David Davidson chooses one of his favourite images
David Davidson
I’ve been photographing now for over 50 years and hope to get good at it some day. I started off exclusively photographing landscapes but in more recent years have become interested in wildlife and travel photography as well. I sell editorial images via Alamy. I do like a grand vista but also look for small scenes. I’ve not travelled much in the last couple of years, for obvious reasons, so much of my work is currently around the Chilterns where I live and it is associated with being out there in the wild walking. I prefer found images to planned ones - "F8 and be there" as another of my heroes said.
After an enjoyable day exploring many images by my favourite landscape photographers, I returned to this iconic 1960 image by Bradford Washburn. This single image fuelled my teenage enthusiasm for both photography and mountaineering. My passion for both started in the mid 1960s when I was in my mid-teens, and it has lasted to this day. A winter course at Glenmore Lodge, taught by a cadre of Britain’s finest mountaineers, fired my passion for hill walking, skiing and later rock climbing. My interest in photography developed alongside because I wanted to capture something of the magnificent snow and rock scenes that I was beginning to encounter in the mountains.

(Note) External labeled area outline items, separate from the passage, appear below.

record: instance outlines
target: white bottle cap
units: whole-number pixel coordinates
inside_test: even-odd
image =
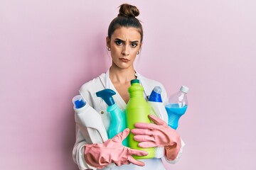
[[[157,94],[161,94],[161,89],[160,86],[155,86],[155,87],[154,88],[154,91],[156,93],[157,93]]]
[[[184,92],[185,94],[187,94],[188,92],[188,87],[185,86],[181,86],[180,91],[181,91],[182,92]]]

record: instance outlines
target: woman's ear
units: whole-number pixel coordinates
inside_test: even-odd
[[[106,37],[106,44],[107,44],[107,47],[108,48],[110,47],[110,39],[109,38],[108,36]]]
[[[139,51],[141,51],[142,50],[142,42],[141,42],[140,43],[139,43]]]

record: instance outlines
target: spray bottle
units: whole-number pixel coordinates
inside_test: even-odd
[[[178,125],[178,120],[185,114],[188,108],[188,99],[186,94],[188,88],[181,86],[180,91],[170,96],[169,103],[165,106],[168,113],[168,125],[176,130]]]
[[[82,96],[73,98],[75,120],[89,144],[103,143],[108,140],[106,129],[99,113],[86,103]]]
[[[155,86],[149,96],[148,101],[149,105],[151,106],[151,115],[153,115],[159,118],[162,119],[166,123],[168,123],[168,115],[166,110],[163,103],[161,94],[162,89],[160,86]],[[164,154],[164,147],[155,147],[155,156],[156,158],[161,158]]]
[[[139,84],[139,79],[131,81],[131,86],[129,87],[129,100],[125,109],[127,128],[130,130],[135,128],[137,123],[150,123],[148,115],[150,114],[150,107],[143,96],[143,87]],[[133,156],[135,159],[150,159],[154,157],[154,147],[142,148],[138,147],[139,142],[134,140],[134,135],[130,133],[128,136],[129,147],[132,149],[144,150],[148,152],[148,155],[139,157]]]
[[[110,89],[105,89],[96,93],[96,96],[102,98],[108,106],[107,111],[110,114],[110,125],[107,130],[107,135],[110,139],[126,128],[125,113],[114,103],[112,97],[114,94],[116,93]],[[122,144],[124,146],[128,146],[127,138],[123,140]]]

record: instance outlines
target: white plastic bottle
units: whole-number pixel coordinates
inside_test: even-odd
[[[86,142],[89,144],[102,143],[108,140],[106,129],[99,113],[82,96],[77,95],[73,98],[75,120]]]
[[[160,86],[155,86],[149,96],[148,103],[150,106],[151,110],[151,115],[155,115],[159,118],[162,119],[166,123],[168,123],[168,115],[166,110],[164,108],[161,94],[162,89]],[[156,158],[161,158],[164,155],[164,147],[155,147]]]
[[[169,103],[166,106],[168,113],[168,125],[173,129],[177,129],[178,120],[188,108],[186,94],[188,88],[181,86],[180,91],[170,96]]]

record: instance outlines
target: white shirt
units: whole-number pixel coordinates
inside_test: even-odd
[[[161,97],[163,103],[166,105],[168,102],[168,97],[166,91],[161,84],[159,82],[146,79],[139,74],[137,73],[136,76],[137,79],[139,79],[140,84],[144,89],[144,97],[146,98],[146,96],[149,96],[152,91],[153,89],[159,86],[162,89]],[[92,80],[85,83],[82,86],[80,89],[80,94],[85,99],[87,103],[92,106],[95,110],[96,110],[99,114],[101,115],[103,124],[105,127],[105,129],[107,130],[110,127],[110,115],[107,112],[107,106],[105,101],[100,98],[96,96],[96,92],[103,90],[104,89],[111,89],[116,92],[116,95],[113,96],[113,98],[121,110],[124,110],[127,103],[122,99],[121,96],[118,94],[117,91],[115,89],[114,85],[110,81],[109,70],[105,74],[102,74],[98,77],[93,79]],[[96,169],[94,167],[89,166],[85,161],[84,159],[84,149],[85,144],[87,144],[85,139],[80,132],[78,126],[76,127],[76,142],[73,148],[73,155],[74,162],[78,165],[80,169]],[[169,161],[166,159],[167,162],[171,164],[175,164],[179,159],[181,155],[182,148],[184,146],[184,143],[181,140],[181,148],[180,152],[176,159],[174,161]],[[164,154],[163,153],[163,156]],[[114,166],[114,167],[105,167],[105,170],[119,170],[119,169],[129,169],[129,170],[155,170],[155,169],[165,169],[162,160],[160,158],[154,158],[154,159],[140,159],[145,163],[145,166],[139,166],[134,165],[132,164],[128,165],[122,165],[121,166]]]

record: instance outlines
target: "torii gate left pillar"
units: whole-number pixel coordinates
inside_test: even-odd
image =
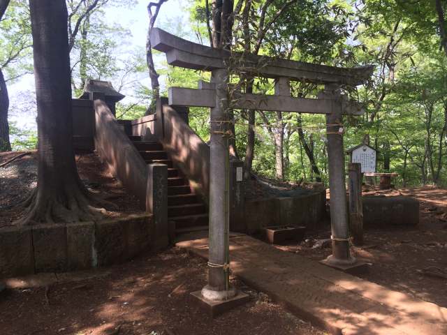
[[[214,316],[249,299],[230,287],[230,158],[228,150],[228,84],[226,69],[212,71],[215,104],[210,113],[210,224],[208,283],[191,293]]]

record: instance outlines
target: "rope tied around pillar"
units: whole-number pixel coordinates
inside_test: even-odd
[[[211,262],[208,262],[207,265],[210,267],[214,267],[217,269],[222,268],[224,271],[226,272],[228,272],[230,271],[230,265],[228,263],[215,264],[215,263],[212,263]]]
[[[332,241],[335,241],[336,242],[349,242],[351,241],[351,237],[348,237],[347,239],[342,239],[340,237],[335,237],[332,235],[330,235],[330,239]]]

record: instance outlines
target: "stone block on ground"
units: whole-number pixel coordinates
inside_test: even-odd
[[[34,265],[36,272],[60,272],[67,268],[67,239],[65,225],[33,227]]]
[[[0,230],[0,278],[31,274],[34,261],[30,227]]]
[[[279,224],[275,222],[276,211],[274,198],[246,202],[244,216],[247,232],[252,234],[262,227]]]
[[[301,241],[305,237],[306,228],[304,226],[273,226],[264,228],[265,240],[273,244],[286,241]]]
[[[363,197],[363,226],[386,228],[419,224],[419,202],[410,197]]]
[[[67,262],[68,270],[96,267],[94,222],[70,223],[67,229]]]
[[[200,308],[212,318],[215,318],[238,306],[243,305],[250,300],[249,295],[240,291],[233,298],[224,301],[213,301],[205,299],[202,296],[202,291],[193,292],[191,295],[195,298]]]

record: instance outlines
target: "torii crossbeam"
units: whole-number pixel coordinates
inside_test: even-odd
[[[329,184],[330,189],[332,255],[327,262],[349,266],[356,262],[349,253],[349,232],[343,149],[342,114],[360,115],[360,104],[348,101],[341,87],[365,84],[372,66],[343,68],[265,56],[231,54],[182,38],[161,29],[151,31],[152,47],[166,54],[168,64],[185,68],[211,71],[211,82],[200,81],[197,89],[170,87],[169,104],[211,108],[210,176],[210,231],[208,285],[202,295],[224,301],[235,292],[228,287],[228,146],[225,136],[226,111],[233,109],[270,110],[326,115]],[[235,61],[235,59],[236,59]],[[274,78],[274,95],[233,92],[228,101],[228,68],[251,77]],[[290,82],[321,84],[325,90],[316,99],[291,96]]]

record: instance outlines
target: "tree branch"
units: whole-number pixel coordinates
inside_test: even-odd
[[[439,22],[439,32],[441,34],[441,46],[444,48],[447,55],[447,36],[446,36],[446,20],[444,19],[444,10],[441,3],[441,0],[436,0],[436,10],[438,13],[438,21]]]
[[[103,5],[108,1],[108,0],[105,0],[102,4]],[[81,2],[85,3],[85,0],[82,0],[82,1]],[[79,6],[80,5],[81,2],[80,2],[79,5],[77,6],[76,11],[78,10]],[[73,29],[73,31],[70,34],[70,36],[68,36],[68,52],[71,51],[71,49],[73,49],[73,47],[75,45],[75,38],[76,38],[76,35],[78,35],[78,33],[79,32],[79,28],[81,25],[81,23],[82,22],[82,20],[89,13],[90,13],[90,12],[91,12],[94,9],[96,8],[98,2],[99,2],[99,0],[94,0],[93,3],[87,8],[87,9],[85,10],[85,12],[83,13],[78,18],[78,20],[76,21],[76,24],[75,24],[75,29]],[[71,24],[68,24],[68,26],[71,26]]]
[[[272,1],[268,0],[268,1],[264,5],[264,7],[265,8],[265,12],[264,12],[264,9],[263,8],[263,13],[261,13],[261,21],[260,21],[259,28],[258,29],[258,36],[257,36],[256,45],[255,47],[255,54],[258,54],[258,52],[259,52],[259,49],[261,49],[263,40],[264,39],[264,37],[265,36],[265,34],[267,34],[267,31],[268,31],[268,29],[270,28],[270,27],[272,27],[272,25],[277,21],[277,20],[279,18],[279,17],[283,14],[283,13],[284,13],[284,11],[288,8],[289,6],[298,1],[298,0],[290,0],[287,1],[275,13],[272,20],[270,21],[265,27],[263,27],[265,24],[265,14],[267,13],[267,9],[268,8],[268,6],[271,4]],[[262,24],[261,24],[261,22],[262,22]]]
[[[210,15],[210,2],[208,0],[205,0],[205,13],[206,15],[207,29],[208,30],[208,38],[210,38],[210,46],[214,47],[214,43],[212,43],[212,31],[211,31],[211,25],[210,24],[211,16]]]
[[[0,20],[3,17],[3,15],[6,11],[8,5],[9,5],[10,0],[0,0]]]

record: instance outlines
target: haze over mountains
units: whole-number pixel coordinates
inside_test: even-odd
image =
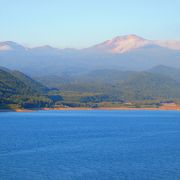
[[[27,48],[11,41],[0,43],[0,65],[32,76],[107,68],[145,70],[160,64],[180,67],[180,41],[127,35],[84,49]]]
[[[0,66],[3,107],[131,101],[153,101],[156,106],[180,100],[178,41],[128,35],[84,49],[27,48],[6,41],[0,43]]]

In order to satisfy my urges to be out in the hills during schooldays, I began to work my way through the mountaineering and photography shelves of my local library. And one day, I stumbled across a Bradford Washburn book of mountain photographs. I was immediately captivated by the sheer quality of the large format, monochrome aerial images and their dramatic contents. "After the Storm" was particularly breathtaking and became my firm favourite - I later discovered that It was also a favourite of Bradford’s. And since that moment when I discovered Bradford, I’ve found that we have had common sources of inspiration in mountaineers/photographers.